Nachdem die Jugendlichen an drei unserer Partnerschulen nun wieder über ein ganzes Schuljahr von unseren Referent*innen durch das "Glücks"-Projekt begleitet wurden, fand nun vor den Zeugnisferien der letzte AG-Nachmittag bzw. Projekttag statt. Die Jugendlichen erfreuten sich wie hier in Wunstorf an den von ihnen geplanten und durchgeführten Projekten: Hier eine Feuerstelle mit Sitzgelegenheiten im Schulgarten. Ein großes Dankeschön geht nochmal an alle Beteiligten von Seiten der Schule, wie auch von den Referent*innen von Bildung trifft Entwicklung und den beteiligten Wildnisschulen, für das erfolgreiche Jahr! Wir machen eine kurze Pause zur Evaluierung und Weiterentwicklung des Projekts und starten dann an allen drei Schulen (IGS Göttingen Geismar, Otto-Hahn Haupt- und Realschule in Wunstorf, Schule am Schloßpark in Stadthagen) wieder zum neuen Schuljahr im September 2020.
Eine ganze Woche lang verbrachten die Teilnehmer*innen des Projekts 'Zum Glück' unter einfachen Bedinungen auf Lerncamps. Nachdem die Jugendlichen der drei Kooperationsschule sich bereits ein Vierteljahr mit den Themen 'Glück' und ein 'gutes Leben' sowohl auf individueller, sozialer, ökologischer wie auch ökologischer Ebene auseinandergesetzt haben, ging es nun darum das Gelernte zu vertiefen und mit noch mehr praktischen Erfahrungen zu unterfüttern.

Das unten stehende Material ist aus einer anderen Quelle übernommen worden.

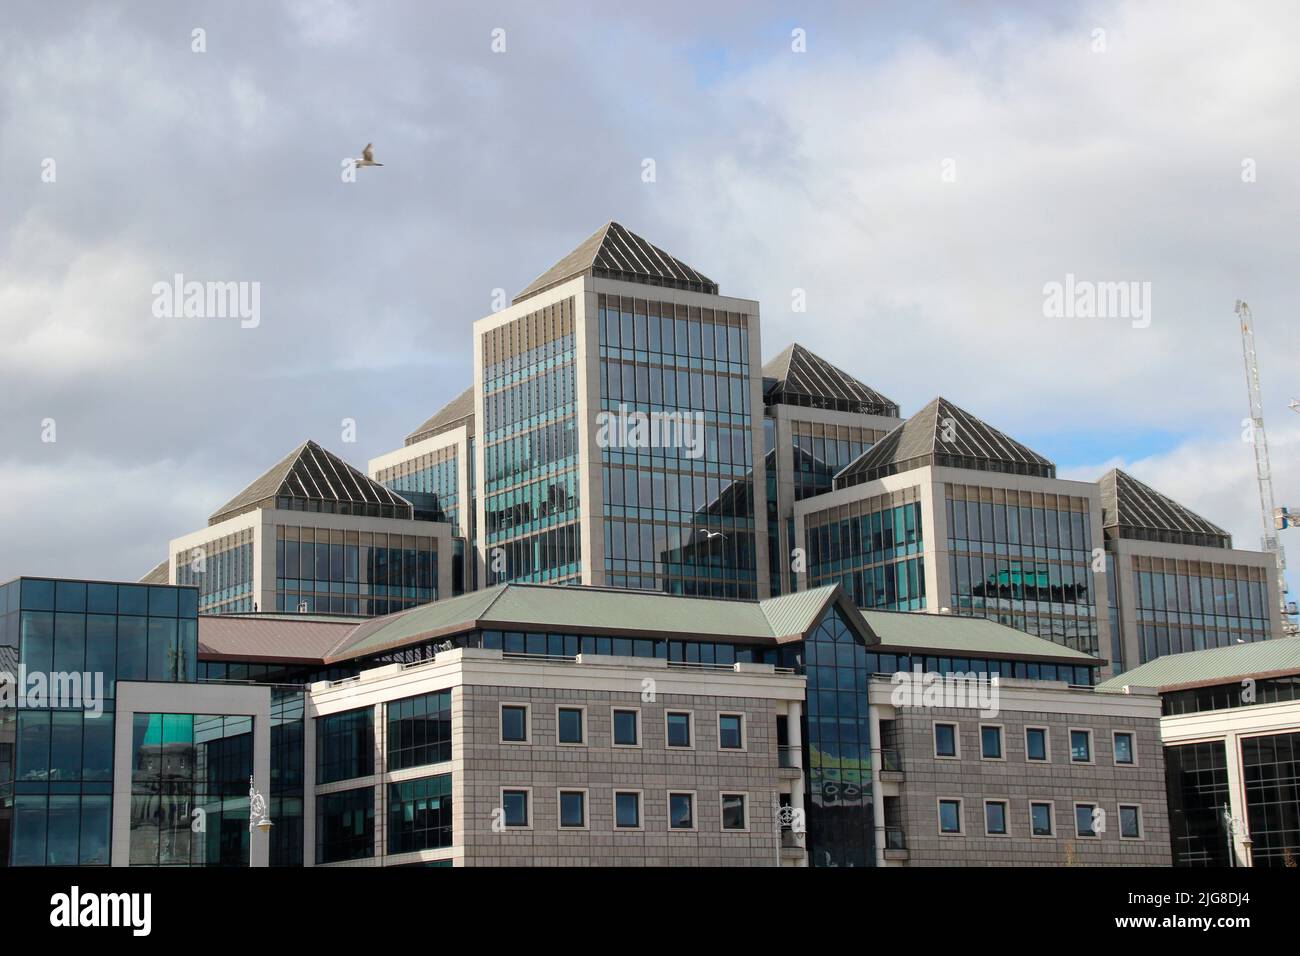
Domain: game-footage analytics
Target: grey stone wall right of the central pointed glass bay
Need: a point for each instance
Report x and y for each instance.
(928, 780)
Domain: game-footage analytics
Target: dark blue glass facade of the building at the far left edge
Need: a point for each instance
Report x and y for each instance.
(57, 773)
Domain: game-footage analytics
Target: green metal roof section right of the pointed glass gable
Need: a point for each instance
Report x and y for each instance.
(967, 637)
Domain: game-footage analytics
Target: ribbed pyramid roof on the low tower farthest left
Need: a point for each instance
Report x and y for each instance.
(313, 474)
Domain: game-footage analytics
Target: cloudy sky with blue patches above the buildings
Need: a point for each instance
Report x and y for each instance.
(921, 174)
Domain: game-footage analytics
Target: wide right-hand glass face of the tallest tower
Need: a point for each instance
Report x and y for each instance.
(679, 520)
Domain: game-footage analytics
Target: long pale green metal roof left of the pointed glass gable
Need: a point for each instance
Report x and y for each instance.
(580, 609)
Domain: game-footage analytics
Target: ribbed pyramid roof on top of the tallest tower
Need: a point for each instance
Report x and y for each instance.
(614, 252)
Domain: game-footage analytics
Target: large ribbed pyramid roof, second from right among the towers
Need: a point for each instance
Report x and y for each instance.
(944, 435)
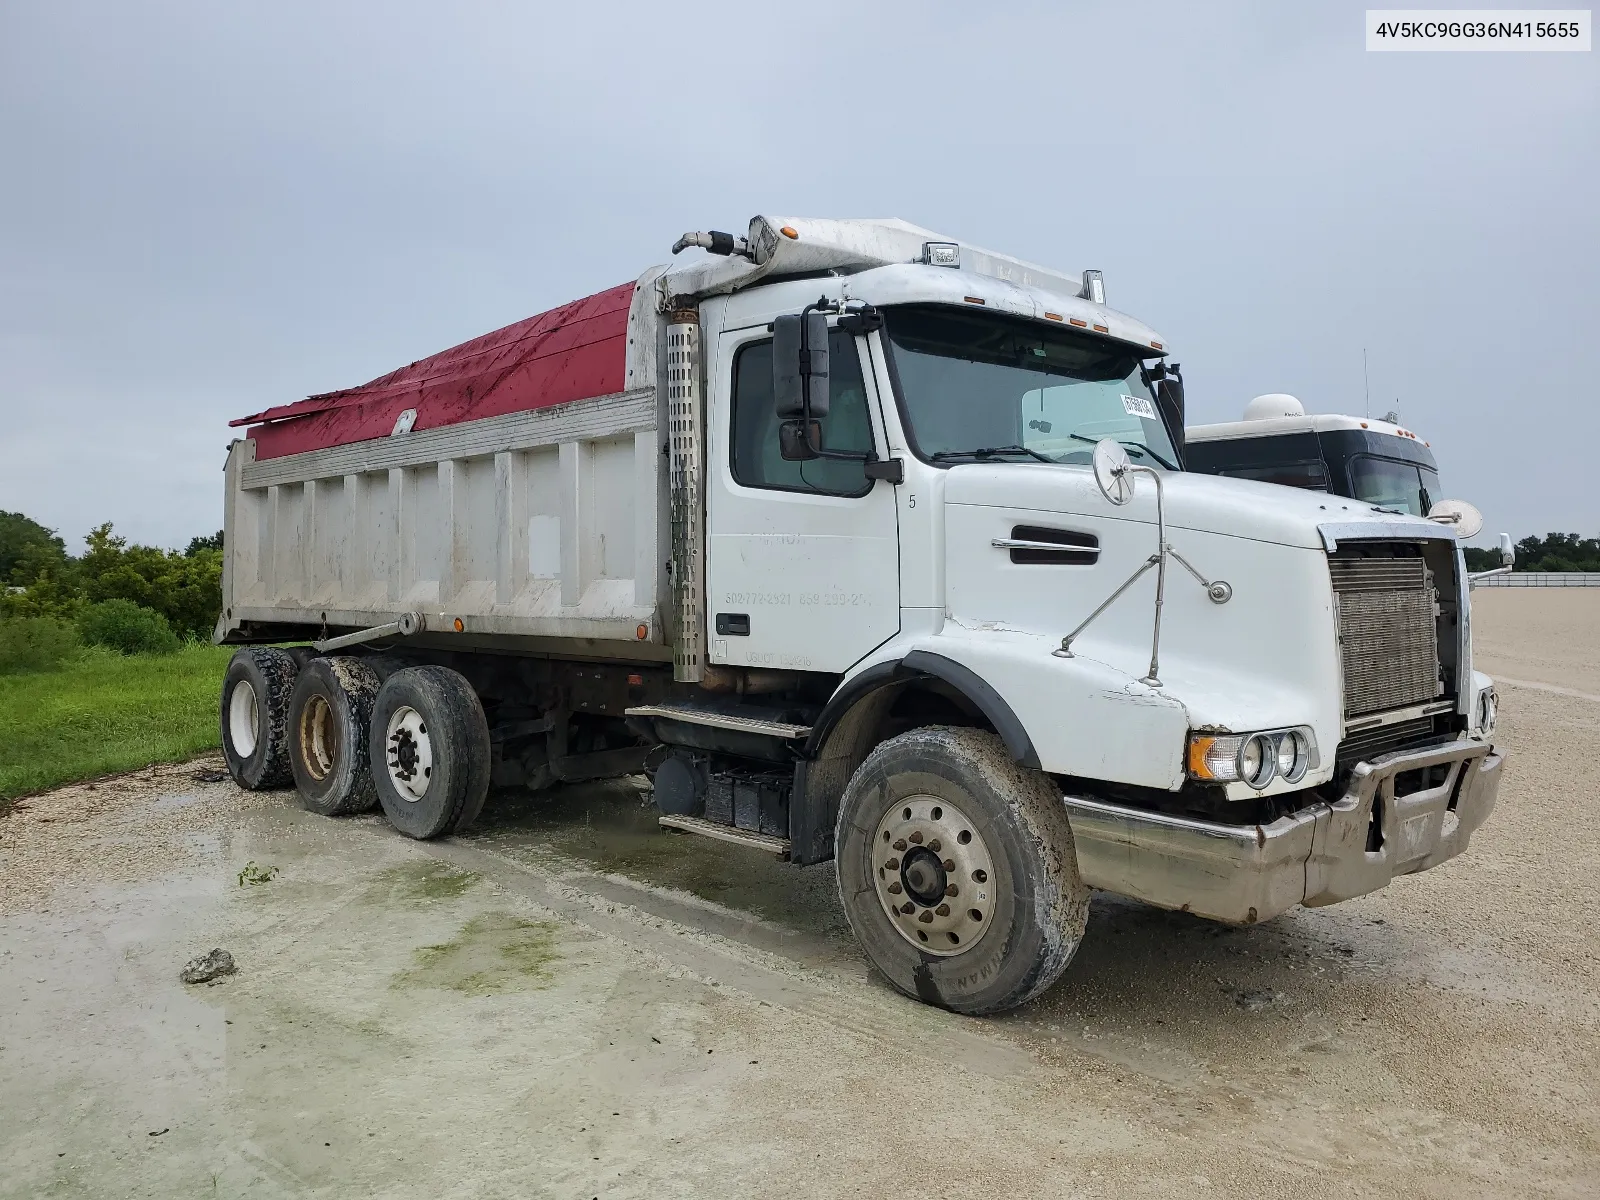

In der zweiten Februarwoche ist das Projekt 'Zum Glück' erneut an drei Kooperationsschulen in Stadthagen, Wunstorf und Göttingen gestartet. Bei frühlingshaften Temperaturen erkundeten gut 40 Schüler*innen gemeinsam mit unseren Referent*innen den Wald und die Natur als neuen Lernort. Sie bauten Schutzhütten, schlichen sich durch den Wald und entzündeten gemeinsam ein Feuer. Im Zentrum der Projekttage stand das Zusammenfinden als Gruppe aber auch die Kooperation als Team und das Sammeln von einfachen Selbstwirksamkeitserfahrungen, die wiederum das Selbstvertrauen der Jugendlichen in sich selbst stärken. Das Handy blieb für diesen Tag in der Tasche und wurde auch nicht so schmerzlich vermisst, wie manche es im Vorfeld befüchtet haben.
Parallel zum Start der zweiten Phase des Projekts 'Zum Glück' (eigene Projekte entwickeln und umsetzen), fand am 28.11.2017 das vierte projektbegleitende Fortbildungsmodul zum Thema 'Projektwerkstatt mit Jugendlichen' statt. Die 19 teilnehmenden Lehrer_innen und Multiplikator_innen lernten zunächst unterschiedliche Projektformate kennen. In einem weiteren Schritt wurden einzelne Methoden zur Themenfindung, Projektplanung und Durchführung vorgestellt und erprobt. Im Zentrum der anschließenden Diskussion stand die Frage "Wie motiviere ich Jugendliche?", welche zu einer Haltung führte, dass Anleitende nicht nur den Erfolg der einzelnen Projekte sondern auch die Prozesse während der gesamten Projektphase als Lernfeld thematisieren sollten.